In the past few years, we are starting to see a combination of action with a lot of CG and special effects.  Back in the early 200o’s, the implementation of such scenes were good but not great.  But with more and more HK martial arts film finding a way to combine action and CG elements and the action scenes looking more realistic than fake, 2012-2013 has been a very good year with martial arts action films.

With Andrew Lau’s “The Guillotines”, I have been a fan of Lau’s films since working on “As Tears Go By” as a cinematographer to my first film discovering his directorial work with “Young and Dangerous” back in ’96.

And if anything, Lau has shown me how he can be a talented filmmaker with “Infernal Affairs”, “Sausalito” to action films such as “The Duel”, “A Man Called Hero”, “The Legend of Speed” and “The Storm Riders”.

If there is one filmmaker that I respected for his action films, Andrew Lau has been one of my favorite Hong Kong directors.

So, here we are in 2013 and I’m reviewing his 2012 film “The Guillotines”.  While, I’m not a person who loves to see a lot of CG with martial arts films, the use of the guillotine in this manner was quite intriguing.  But as there was a lot of fire, sparks and flying guillotines, fortunately the setting and atmosphere went well with the film.

While set during the Qing Dynasty, the production design courtesy of Kenneth Mak (“Fearless”, “Ip Man” films) was very well-done with how elaborate the sets were in trying to capture various villages, the way these sets look and are so beautiful or so beaten up, I was impressed.  And equally fantastic is the costume design work of Dora Ng.  Dora is one of the most sought out costume designers in Hong Kong cinema.

My first film discovering Nora Ng’s work was in “Comrades: Almost a Love Story:” but what she was able to bring to “Purple Storm”, “Tokyo Raiders”, “Skyline Cruisers”,  “Storm Warriors” to name a few, she’s a very creative individual and for “The Guillotines”, it’s one of her most impressive work yet.

So, with giving a nod to set and costume design, let’s talk about the story.

“The Guillotines” is an action-packed film that features tragedy, betrayal but also hope.  A hope for a Golden Age where Manchurians and the Han people can live in peace.

But in a time where people are not treated as equals, how can their be peace?  How can their be equality?

The film begins as a cat and mouse game as the assassination squad known as The Guillotines pursue a man named Wolf and his Shepherd group.  The Guillotines are uneducated and was raised at a young age to be killers.
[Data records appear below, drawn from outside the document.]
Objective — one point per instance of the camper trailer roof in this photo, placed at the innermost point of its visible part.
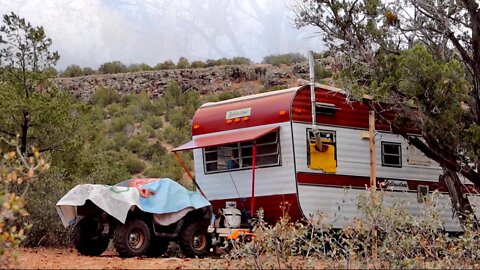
(248, 111)
(267, 94)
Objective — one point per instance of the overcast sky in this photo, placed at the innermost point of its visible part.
(92, 32)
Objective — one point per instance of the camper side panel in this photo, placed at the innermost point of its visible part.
(275, 186)
(400, 169)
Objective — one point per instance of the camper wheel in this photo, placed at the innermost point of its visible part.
(194, 240)
(132, 238)
(88, 237)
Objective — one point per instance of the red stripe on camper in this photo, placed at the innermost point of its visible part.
(359, 181)
(274, 206)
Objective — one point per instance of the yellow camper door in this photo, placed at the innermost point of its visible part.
(324, 156)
They see themselves as brothers (Musen is actually a female) and believe they are fighting for their Emperor.  They have nothing else but their pride of being well-trained killers.

Wolf on the other hand is an interesting portrayal.  Not only is he a trained fighter but from his appearance to how he is treated by the poor villagers almost as a messiah being called “Great Father” and the fact that he has prophesied his own death as way to create piece, it’s an interesting plotline to see in a Hong Kong martial arts film.
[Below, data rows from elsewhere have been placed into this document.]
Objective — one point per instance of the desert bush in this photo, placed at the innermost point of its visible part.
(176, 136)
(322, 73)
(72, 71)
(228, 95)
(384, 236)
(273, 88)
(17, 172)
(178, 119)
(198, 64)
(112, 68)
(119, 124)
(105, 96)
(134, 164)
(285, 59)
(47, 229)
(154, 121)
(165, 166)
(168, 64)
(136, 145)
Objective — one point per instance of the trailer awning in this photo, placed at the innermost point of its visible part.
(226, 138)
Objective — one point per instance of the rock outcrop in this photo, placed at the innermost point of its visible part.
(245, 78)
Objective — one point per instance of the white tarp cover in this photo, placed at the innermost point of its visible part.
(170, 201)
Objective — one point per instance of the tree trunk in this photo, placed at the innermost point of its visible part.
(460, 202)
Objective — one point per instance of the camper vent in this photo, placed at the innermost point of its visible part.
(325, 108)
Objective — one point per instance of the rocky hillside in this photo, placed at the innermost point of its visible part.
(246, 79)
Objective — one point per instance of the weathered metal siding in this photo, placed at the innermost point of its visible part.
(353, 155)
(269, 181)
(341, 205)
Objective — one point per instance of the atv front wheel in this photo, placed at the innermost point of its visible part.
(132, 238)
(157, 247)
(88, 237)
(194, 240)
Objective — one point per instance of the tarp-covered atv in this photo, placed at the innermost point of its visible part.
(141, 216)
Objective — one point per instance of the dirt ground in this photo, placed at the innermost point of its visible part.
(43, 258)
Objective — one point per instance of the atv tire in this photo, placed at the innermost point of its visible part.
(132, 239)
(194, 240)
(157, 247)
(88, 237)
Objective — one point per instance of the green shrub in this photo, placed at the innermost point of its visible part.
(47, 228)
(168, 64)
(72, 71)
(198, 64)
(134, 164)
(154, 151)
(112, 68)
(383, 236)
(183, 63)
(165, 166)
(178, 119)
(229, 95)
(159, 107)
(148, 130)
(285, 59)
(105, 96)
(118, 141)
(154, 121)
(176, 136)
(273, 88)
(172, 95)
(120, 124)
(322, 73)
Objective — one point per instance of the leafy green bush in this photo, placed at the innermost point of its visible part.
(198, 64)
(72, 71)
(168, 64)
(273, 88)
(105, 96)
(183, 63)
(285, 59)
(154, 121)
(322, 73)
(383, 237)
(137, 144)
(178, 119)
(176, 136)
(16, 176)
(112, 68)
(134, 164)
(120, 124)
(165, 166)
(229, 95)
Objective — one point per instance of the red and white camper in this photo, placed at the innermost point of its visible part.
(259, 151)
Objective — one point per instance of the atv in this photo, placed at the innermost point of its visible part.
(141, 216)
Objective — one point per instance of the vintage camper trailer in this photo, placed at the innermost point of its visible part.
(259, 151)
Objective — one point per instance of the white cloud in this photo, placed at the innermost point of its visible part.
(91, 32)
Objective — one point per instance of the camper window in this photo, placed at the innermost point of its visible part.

Sure, there is no mention of Christianity but the fact that the character cares and cries for the innocent people, to being seen as a leader and inspiration for those who have no home.  It’s rather interesting, because I have never seen anything like it in a martial arts film nor a Hong Kong/Chinese film in general.

The film does offer a pretty solid young cast with the well-known Shawn Yue as the secretive Haidu.  Young Ethan Juan (Jing-Tian Ruan) is known for his work in TV dramas and China pop star Yuchun Li has a more emotional dramatic role as the female Guillotine warrior, Musen.
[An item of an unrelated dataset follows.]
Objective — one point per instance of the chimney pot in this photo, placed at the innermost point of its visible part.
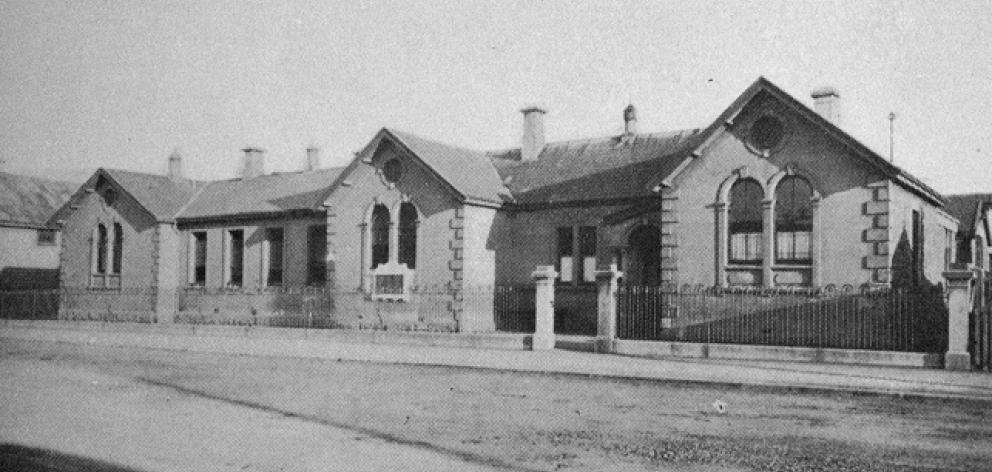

For an Andrew Lau film, the film did meet my expectations when it came to action and the overall look of the film was impressive.  While I felt his past action films were much more entertaining storywise, I will say that the creativity when it came to the use of weaponry was well-done for this film.  But as mentioned earlier, it all comes down to the viewer and what they prefer in an action-film.  I prefer deep stories to go along with the action, so I like the balance.

While the film does promote hope for peace, in order to obtain a peace, many have to die and this is a film that is not for the weak-hearted.  People die in the most horrendous of ways and you will also see many people beheaded.

As for the Blu-ray release, “The Guillotines” does look amazing on Blu-ray, its lossless soundtrack is quite active and immersive. And you get a few special features included as well.

Overall, “The Guillotines” is an action-packed that is filled with tragedy, sadness but also hope.  One of the more impressive films that combines CG and action, but also a film that looks impressive thanks to its set and costume design.  If you are familiar with Andrew Lau’s action films, “The Guillotines” is an exciting action film worth watching.